听到屋内接连想起难以置信的尖叫和伤心欲绝的哀嚎,纪新雪抬头看向即将落下地平线的夕阳。
他的担心竟然不是多虑。
纪靖柔也因为那幅画喜欢上幻想中的人。
多亏祁柏轩已经烂的令人连想象的余地都不存在,否则……唉,幸好更傻白甜的纪明通已经将整颗心都拴在纪成身上。
只过两日的功夫,祁柏轩在十二年内诞下九儿九女的消息就如疾风般传遍整个长安。
许多老辈人虽然不关注美男,但皆听闻过祁六郎与鲁国公主伉俪情深,至今无法接受发妻早逝的现实,所以宁愿背负不孝、不慈的名声在外漂泊的理由。
自从祁柏轩抵达长安。
也有祁柏轩越靠近长安,越怀念鲁国公主。是因思念成疾,不知不觉间消耗所有精力,又在看到熟悉的景象时,突然想起爱妻的音容笑貌,所以才会病倒的说法逐渐流传。

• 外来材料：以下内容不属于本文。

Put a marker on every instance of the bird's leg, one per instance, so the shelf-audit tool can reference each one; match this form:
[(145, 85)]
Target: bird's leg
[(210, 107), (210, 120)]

甚至有人因祁柏轩的‘深情’,认为祁柏轩是可托付之人,打算将女儿嫁给祁柏轩,做襄临郡王的继母。
好在‘九儿九女’的消息令诸多暂时失智的女郎、夫人、老夫人们及时清醒,纷纷将英国公府列为‘如非必要,无需来往。’的名单。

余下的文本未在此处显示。